Unlike attending exhibitions on my own I have no problem with the singular method of dining.
It gives me a chance to observe others and I always carry a notebook as inspiration often strikes when I’m in the presence of good food.
And Davy Byrnes serves just that.
I will always sit outside if possible, even in the depths of winter and as I settled myself cosily into a chair under a heater, a thin looking girl approached me.
She was wearing jeans, her face half hidden by her anorak hood.
She came forward uncertainly, her voice so low, I only caught snatches of what she was saying. But I got the gist. She needed money for a hostel for the night.
I rooted in my purse and pulled out a fiver, feeling fortunate that I could afford food and more wine and had a warm place to go to that night, unless of course I fell drunkenly of my bike and into a gutter on my way home.
Whether it is right or wrong to give money to people begging on the street is a much debated subject.
For me, its not even the giving of the money that is the argument but the not wishing to treat someone who approaches you for help as invisible and ignoring their existence altogether.

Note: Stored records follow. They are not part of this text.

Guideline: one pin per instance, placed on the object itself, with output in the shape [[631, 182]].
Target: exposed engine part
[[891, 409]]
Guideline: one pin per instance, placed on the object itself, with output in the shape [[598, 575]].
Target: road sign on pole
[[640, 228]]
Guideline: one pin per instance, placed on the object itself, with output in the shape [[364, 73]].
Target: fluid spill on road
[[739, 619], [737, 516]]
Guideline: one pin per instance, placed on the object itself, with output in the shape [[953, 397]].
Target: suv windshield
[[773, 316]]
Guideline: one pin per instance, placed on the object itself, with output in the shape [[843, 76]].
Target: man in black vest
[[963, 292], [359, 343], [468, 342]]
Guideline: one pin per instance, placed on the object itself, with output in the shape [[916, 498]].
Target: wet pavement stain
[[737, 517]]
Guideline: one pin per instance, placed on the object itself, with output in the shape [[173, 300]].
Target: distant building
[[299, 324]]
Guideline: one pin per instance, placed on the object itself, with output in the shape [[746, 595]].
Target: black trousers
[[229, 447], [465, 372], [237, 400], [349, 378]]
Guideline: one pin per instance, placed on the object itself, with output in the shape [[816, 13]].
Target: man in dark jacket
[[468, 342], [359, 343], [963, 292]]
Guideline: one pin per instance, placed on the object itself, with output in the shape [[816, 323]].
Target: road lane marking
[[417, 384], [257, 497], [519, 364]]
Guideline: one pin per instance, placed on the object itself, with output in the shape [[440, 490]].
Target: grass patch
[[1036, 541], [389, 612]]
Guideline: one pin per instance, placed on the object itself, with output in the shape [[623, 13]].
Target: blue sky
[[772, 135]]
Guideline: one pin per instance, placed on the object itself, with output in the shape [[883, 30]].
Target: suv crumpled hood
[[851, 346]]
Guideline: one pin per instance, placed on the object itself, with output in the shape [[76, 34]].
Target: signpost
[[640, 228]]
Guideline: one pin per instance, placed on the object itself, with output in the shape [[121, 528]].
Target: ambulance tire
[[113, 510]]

Its also about recognising the suffering of another human without judging.
Its about being compassionate.
How this girl or anyone else ends up living on the margins of society is not for me to decide.
‘Is it better to give or receive’? I think I know the answer to that.
Research has shown that compassion increases our happiness, health and well being.
In fact Compassion improves health by strengthening our immune system, normalizing our blood pressure, lowering our stress levels improving our physical recovery from illnesses and even extending our lives.
So it is possible on this occasion I had unintentionally benefited more..
Last January cycling down the same street, I saw an elderly lady standing half hidden behind a post.
She was warmly dressed in a coat, leather boots on her feet and a woolly hat covered her grey curly hair.
Her face was wrinkled but her lipstick was carefully applied. she wore blue eye shadow and pink rouge.
Her coat looked dated but Her cuffs were neither scruffy or threadbare.
I would guess her age to be mid seventies.
Nothing unusual so far.
As I got nearer I noticed she had a cardboard sign hanging around her neck with ‘PLEASE HELP’ written on it.
I was shocked but also intrigued and rooted for some change in my bag.
She smiled when she saw me doing so and held out a paper cup.
I dropped a few euro’s in.
There was no responding jangle from inside the cup.
‘Would you like a cup of tea or coffee’? I asked her politely.
She nodded still smiling ‘I’d love a coffee please’.
Her voice was clear and steady.
‘A cappuccino’ she called after me as I headed around the corner.
There was a long queue at the cafe and I was sure as I rounded the corner with the coffee that either I had imagined her or If she was real that she would be gone.
But she was still there .
She held out her hand, her nails were trimmed and clean
‘I hope you take sugar’ I said.
‘Oh I do, I Love sweet things’she replied laughing guiltily.
She looked happy and took the cup from me. awkwardly holding her begging one against her chest.
‘May I ask you something’?
She raised her head from the cup a line of frothy milk dotted her top lip and looked at me expectantly..
‘Why are you begging’ I felt silly asking such a question.
She simpered looking half embarrassed and half pleased with herself.
‘Well Christmas was expensive you know , I have lots of grandchildren and I wanted to get them nice things and now I can’t pay my electricity bill so I thought…..
Her voice trailed off as she shrugged her shoulders ruefully and took another sip of her cappuccino.
‘Thank you for the coffee’ Her smile was sweet and guileless.
I cycled away feeling something wasn’t quite right.
I was near the station when it struck me.
I cycled back as fast as I could but when I turned the corner she was gone.
I wish I had offered to pay her electricity bill for her!
The definition of compassion: Compassion is the practice of being present to the suffering of others and responding from our heart with a desire to relieve this suffering with kindness, caring and support.